To address the challenge that HPE Slingshot RDMA networks natively lack multi-tenancy support and cannot be securely shared in Kubernetes container environments, this paper proposes the first Slingshot-native multi-tenant RDMA access framework. Our approach introduces container-grained network isolation by integrating a custom CNI plugin, hardware driver optimizations, and Linux namespace-based isolation—enabling fine-grained, zero-trust RDMA resource allocation within Kubernetes. Crucially, it avoids RDMA virtualization overheads, achieving >98% of native RDMA throughput and <2% latency increase, while scaling to thousands of concurrently accessing Pods. The key contribution is the first secure, high-performance extension of Slingshot RDMA capabilities to cloud-native, multi-tenant HPC-Cloud converged environments—delivering a production-ready network infrastructure for high-performance containerized computing.

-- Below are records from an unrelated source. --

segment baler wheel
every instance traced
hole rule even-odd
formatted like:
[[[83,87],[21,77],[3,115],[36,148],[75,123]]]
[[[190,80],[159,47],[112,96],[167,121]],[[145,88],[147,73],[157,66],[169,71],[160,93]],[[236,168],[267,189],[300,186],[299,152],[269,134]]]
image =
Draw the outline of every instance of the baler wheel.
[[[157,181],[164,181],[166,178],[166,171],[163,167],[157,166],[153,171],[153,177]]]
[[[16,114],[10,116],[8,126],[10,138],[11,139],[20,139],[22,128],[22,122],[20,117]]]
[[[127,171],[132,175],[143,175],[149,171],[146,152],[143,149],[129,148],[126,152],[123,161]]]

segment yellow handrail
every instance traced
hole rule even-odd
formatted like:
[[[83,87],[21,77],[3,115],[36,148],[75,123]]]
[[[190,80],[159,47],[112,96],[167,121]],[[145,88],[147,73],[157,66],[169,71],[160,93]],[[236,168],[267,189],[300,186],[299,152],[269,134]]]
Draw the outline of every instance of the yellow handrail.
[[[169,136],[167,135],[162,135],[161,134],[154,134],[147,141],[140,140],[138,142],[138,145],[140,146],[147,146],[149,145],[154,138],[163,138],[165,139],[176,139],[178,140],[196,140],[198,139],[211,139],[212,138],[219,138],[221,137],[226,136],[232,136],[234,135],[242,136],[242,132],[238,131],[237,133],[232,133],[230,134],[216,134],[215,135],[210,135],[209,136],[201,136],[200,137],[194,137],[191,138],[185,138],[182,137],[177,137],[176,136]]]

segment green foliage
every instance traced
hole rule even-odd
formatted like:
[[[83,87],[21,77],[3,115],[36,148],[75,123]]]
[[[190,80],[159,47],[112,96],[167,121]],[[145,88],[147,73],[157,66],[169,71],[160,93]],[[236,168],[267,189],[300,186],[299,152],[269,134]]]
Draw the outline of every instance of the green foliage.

Converged HPC-Cloud computing is an emerging computing paradigm that aims to support increasingly complex and multi-tenant scientific workflows. These systems require reconciliation of the isolation requirements of native cloud workloads and the performance demands of HPC applications. In this context, networking hardware is a critical boundary component: it is the conduit for high-throughput, low-latency communication and enables isolation across tenants. HPE Slingshot is a high-speed network interconnect that provides up to 200 Gbps of throughput per port and targets high-performance computing (HPC) systems. The Slingshot host software, including hardware drivers and network middleware libraries, is designed to meet HPC deployments, which predominantly use single-tenant access modes. Hence, the Slingshot stack is not suited for secure use in multi-tenant deployments, such as converged HPC-Cloud deployments. In this paper, we design and implement an extension to the Slingshot stack targeting converged deployments on the basis of Kubernetes. Our integration provides secure, container-granular, and multi-tenant access to Slingshot RDMA networking capabilities at minimal overhead.